The leading organized hotel business, as we see it today, was taken up by the developing countries of Europe, especially Switzerland. The first establishment was mainly patronized by the aristocracy and took shape in chalets (small cottages) and small hotels offering a variety of services. Between 1750 and 1825, inns in Britain gained the reputation of being the finest lodging establishments.

grand tour
The second half of the eighteenth century, before the French Revolution (1780-990), is referred to as the "golden age of travel" because the popularity of the "Grand Tour" gave the hotel industry a huge boost. The Grand Tour of the European continent was established as an indispensable element of the education of the children of wealthy families in England.

It was a good business opportunity to set up accommodation, transport and recreational facilities in the leading cities of France, Italy, Germany, Austria, Switzerland and Ireland, as this tour usually takes several years. The forward-thinking entrepreneurs who smelt money in the drill honed their hospitality skills and pioneered the modern hotel industry.

Among the hotels that emerged during this period, the prominent ones were Dolder Grand in Zurich, Imperia in Vienna, Jahreszeiten in Hamburg and Des Bergues in Geneva. In 1841, Thomas Cook, a simple cabinet brand, took a rail tour from Leicester to Loughborough and immortalized himself as the world's first tour operator.

modern age
Improvisation in the mode of transport made journeys safer, easier and faster, enabling frequent mass movement as well as economical.

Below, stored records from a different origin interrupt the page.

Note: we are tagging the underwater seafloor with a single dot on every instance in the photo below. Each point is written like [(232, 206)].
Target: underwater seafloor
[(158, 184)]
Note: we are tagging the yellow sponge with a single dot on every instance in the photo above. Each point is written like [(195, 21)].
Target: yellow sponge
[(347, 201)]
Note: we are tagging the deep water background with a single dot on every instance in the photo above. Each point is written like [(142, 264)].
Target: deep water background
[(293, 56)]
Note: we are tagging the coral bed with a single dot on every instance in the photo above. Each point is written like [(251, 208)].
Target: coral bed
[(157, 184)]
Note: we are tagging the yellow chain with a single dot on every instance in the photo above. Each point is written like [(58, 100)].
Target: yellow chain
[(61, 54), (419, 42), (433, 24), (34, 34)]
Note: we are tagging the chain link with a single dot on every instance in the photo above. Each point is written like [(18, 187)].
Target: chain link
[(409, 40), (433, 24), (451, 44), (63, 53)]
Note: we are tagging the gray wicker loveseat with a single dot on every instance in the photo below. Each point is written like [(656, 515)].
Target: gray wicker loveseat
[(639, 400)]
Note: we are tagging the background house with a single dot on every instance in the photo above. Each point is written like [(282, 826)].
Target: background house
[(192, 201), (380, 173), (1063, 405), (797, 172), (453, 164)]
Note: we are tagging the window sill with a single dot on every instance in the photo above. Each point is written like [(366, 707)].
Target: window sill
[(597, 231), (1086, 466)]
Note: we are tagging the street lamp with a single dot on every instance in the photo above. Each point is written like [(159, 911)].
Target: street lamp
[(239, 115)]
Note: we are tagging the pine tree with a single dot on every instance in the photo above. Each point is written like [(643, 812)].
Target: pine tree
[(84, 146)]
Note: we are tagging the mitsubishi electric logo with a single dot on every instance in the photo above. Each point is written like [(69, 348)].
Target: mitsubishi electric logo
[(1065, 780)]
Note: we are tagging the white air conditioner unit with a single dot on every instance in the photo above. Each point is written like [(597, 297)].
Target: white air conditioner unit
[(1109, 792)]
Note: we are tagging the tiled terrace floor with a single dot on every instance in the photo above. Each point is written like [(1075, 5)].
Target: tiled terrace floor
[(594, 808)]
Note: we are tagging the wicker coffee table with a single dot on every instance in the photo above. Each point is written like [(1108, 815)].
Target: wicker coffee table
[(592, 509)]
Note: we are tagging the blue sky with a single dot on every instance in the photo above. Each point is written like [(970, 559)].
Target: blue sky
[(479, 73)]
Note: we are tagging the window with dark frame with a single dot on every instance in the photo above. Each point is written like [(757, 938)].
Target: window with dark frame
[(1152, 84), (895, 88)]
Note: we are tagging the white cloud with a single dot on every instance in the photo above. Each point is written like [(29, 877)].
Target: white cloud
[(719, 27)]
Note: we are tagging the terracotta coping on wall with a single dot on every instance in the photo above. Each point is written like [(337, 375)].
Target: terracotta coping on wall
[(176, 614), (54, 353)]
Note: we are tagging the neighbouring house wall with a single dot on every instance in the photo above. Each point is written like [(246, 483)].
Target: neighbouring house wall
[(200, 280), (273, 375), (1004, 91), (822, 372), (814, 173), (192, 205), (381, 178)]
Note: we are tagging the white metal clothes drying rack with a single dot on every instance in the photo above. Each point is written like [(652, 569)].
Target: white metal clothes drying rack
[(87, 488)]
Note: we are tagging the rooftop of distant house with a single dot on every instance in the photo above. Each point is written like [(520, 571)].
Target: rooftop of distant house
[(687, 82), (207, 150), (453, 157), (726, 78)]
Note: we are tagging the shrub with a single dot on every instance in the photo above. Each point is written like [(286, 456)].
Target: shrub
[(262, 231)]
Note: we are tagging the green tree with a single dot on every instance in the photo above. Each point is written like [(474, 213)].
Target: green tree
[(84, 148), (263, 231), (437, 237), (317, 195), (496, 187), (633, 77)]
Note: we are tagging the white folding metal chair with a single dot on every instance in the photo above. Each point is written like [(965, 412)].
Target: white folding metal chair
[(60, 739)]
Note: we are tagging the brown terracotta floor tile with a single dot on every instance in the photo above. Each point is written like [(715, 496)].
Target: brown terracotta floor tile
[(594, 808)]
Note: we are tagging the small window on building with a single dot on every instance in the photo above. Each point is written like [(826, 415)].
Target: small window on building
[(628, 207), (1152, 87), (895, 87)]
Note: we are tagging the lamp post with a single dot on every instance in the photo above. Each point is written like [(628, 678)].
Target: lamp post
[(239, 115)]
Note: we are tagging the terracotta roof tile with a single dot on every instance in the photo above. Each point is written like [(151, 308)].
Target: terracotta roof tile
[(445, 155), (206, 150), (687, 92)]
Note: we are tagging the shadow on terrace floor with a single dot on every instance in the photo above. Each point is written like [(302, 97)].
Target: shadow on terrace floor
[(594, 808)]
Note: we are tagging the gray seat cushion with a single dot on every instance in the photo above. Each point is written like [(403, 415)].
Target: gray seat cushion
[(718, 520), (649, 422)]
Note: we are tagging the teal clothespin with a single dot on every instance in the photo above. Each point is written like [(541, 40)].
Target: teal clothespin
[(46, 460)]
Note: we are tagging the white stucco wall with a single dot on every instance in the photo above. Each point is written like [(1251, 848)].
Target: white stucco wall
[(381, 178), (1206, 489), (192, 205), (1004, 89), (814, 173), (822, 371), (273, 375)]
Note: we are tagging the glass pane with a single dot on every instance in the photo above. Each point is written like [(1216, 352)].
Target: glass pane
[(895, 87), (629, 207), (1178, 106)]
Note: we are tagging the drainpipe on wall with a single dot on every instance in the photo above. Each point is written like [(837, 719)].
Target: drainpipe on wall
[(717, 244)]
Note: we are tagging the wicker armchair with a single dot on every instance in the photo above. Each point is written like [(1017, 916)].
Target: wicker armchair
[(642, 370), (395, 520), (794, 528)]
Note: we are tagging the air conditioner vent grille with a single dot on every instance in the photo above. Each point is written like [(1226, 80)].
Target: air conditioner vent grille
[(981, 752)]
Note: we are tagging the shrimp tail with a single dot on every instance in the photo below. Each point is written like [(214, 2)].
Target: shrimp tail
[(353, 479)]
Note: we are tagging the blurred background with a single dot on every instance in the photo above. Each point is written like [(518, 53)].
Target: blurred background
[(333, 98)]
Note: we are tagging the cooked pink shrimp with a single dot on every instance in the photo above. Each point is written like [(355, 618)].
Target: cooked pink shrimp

The introduction of the funicular (cable car) made the high-altitude mountains accessible, leading to the growth of many hotels in the Alps. Bürgenstock and Giessbach are among the hotels in Switzerland that owe their existence to the development of cable cars.

Two world wars, especially the second (1939-45), negatively affected the hospitality industry. The devastation caused by the war and the resulting economic depression was a major setback for the travel business. The 1950s witnessed the slow and steady growth of travel across the European continent.

The development of aircraft and commercial passenger flights across the Atlantic has spurred this worldwide and in the process fueled the growth of the hotel industry.

But it is American entrepreneurs who have literally changed the face of the hospitality industry with their innovations and aggressive marketing. City Hotel's accommodation facilities in the Americas were modeled on European-style taverns or inns before they were built.

However, City Hall triggered a race among American hoteliers, resulting in the construction of large hotels. The great depression decade of the 1930s witnessed the liquidity of most hotels in America. The hotel industry became streamlined with slow and steady growth in the 1940s. The rise in automobile travel in the 1950s led to the rise of a new category in the hotel industry, 'motor hotels' or motels.

Offering free parking, the motel served as a rest home for people traveling between two cities or tourist destinations. The following decades saw the massive growth of motels as well as the introduction of budget hotels with basic amenities at half the price. Gradually, over time, they evolved into nationwide and international chains.